Où l'on voit qu'il y a beaucoup de points communs entre la Catalogne européenne et le Kurdistan proche-oriental

 Un membre d'un bataillon de Peshmerga kurde montre son doigt teinté d'encre après avoir voté lors du référendum d'indépendance kurde à un bureau de vote à Erbil le 25 septembre 2017.
Un membre d'un bataillon de Peshmerga kurde montre son doigt teinté d'encre après avoir voté lors du référendum d'indépendance kurde à un bureau de vote à Erbil le 25 septembre 2017. © AFP / SAFIN HAMED

En Irak comme en Espagne les Catalans et les Kurdes défient les Etats auxquels ils appartiennent au nom d’une aspiration à l’indépendance et du droit à l’autodétermination. C’est inquiétant, risqué, prématuré, mais c’est comme ça.

Les Catalans voteront dimanche. Pour les Kurdes irakiens, c’est fait. Le « oui » à l’indépendance l’a emporté à plus de 90% et, dans les deux cas, les représailles sont sévères. En Catalogne, l’Espagne a saisi les bulletins de vote, procédé à des arrestations, dépêché d’impressionnantes forces de police et s’apprête à tenter d’empêcher que ce référendum ne se tienne.

A Erbil, c’est bien pire. De fait autonome depuis la première guerre d’Irak, celle qui avait suivi l’invasion du Koweït en 1991, le Kurdistan irakien est aujourd’hui l’objet d’un blocus aérien organisé par l’Irak et les pays voisins. Il est coupé du monde, virtuellement ruiné aussi car il ne pourra plus faire transiter par la Turquie les exportations de pétrole dont il tire l’essentiel de ses revenus. Alors même qu’ils sont à couteaux tirés – Turquie d’un côté, Iran, Syrie et Irak de l’autre – tous les pays dans lesquels vivent des minorités kurdes font maintenant front commun, sur ce dossier au moins, car tous craignent qu’une indépendance des Kurdes irakiens ne réveille l’irrédentisme de leurs propres Kurdes et n’ampute donc leur territoire.
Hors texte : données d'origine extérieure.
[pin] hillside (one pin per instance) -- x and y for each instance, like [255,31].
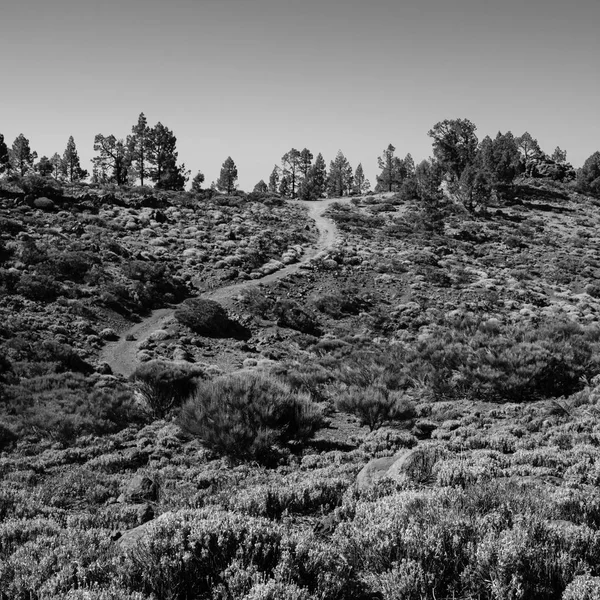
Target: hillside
[390,397]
En Catalogne, il s’agit d’un ancien Etat européen qui rêve de retrouver ses frontières car il pense qu’il serait plus puissant et plus riche en dehors de l’Espagne qu’en son sein. Au Kurdistan, il s’agit d’un peuple sans terre auquel la Grande-Bretagne et la France avaient refusé un Etat lorsqu’elles se sont partagé les dépouilles de l’Empire ottoman à la fin de la Première guerre mondiale. Les situations sont différentes mais, dans les deux cas, l’on assiste à une même renaissance de nations oubliées qui ne voient plus d’avantages à rester parties d’Etats unitaires que la mondialisation de l’économie a considérablement affaiblis.

Ce ne sont là que les premiers grondements d’un tremblement de terre qui s’était déjà fait entendre en Ecosse ou dans l’ancienne Union soviétique et le phénomène est si profond qu’il appellerait plus d’intelligence que n’en montrent l’Espagne et le Proche-Orient.
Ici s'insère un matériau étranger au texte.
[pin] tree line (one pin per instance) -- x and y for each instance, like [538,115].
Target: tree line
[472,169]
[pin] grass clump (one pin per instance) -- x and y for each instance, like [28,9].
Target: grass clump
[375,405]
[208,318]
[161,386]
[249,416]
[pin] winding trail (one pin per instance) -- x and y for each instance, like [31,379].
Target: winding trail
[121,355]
L’Espagne exacerbe les tensions catalanes en se comportant en puissance occupante alors qu’elle aurait pu autoriser l’organisation de ce référendum qui n’aurait pas donné de majorité à l’indépendance. La Syrie, l’Iran, l'Irak et la Turquie croient se défendre en s’alliant contre les Kurdes mais ne font que les unir par leur brutalité et que se préparer de bien difficiles lendemains. Dans les deux cas, c’est négocier qu’il faudrait et non pas cogner, aussi bêtement.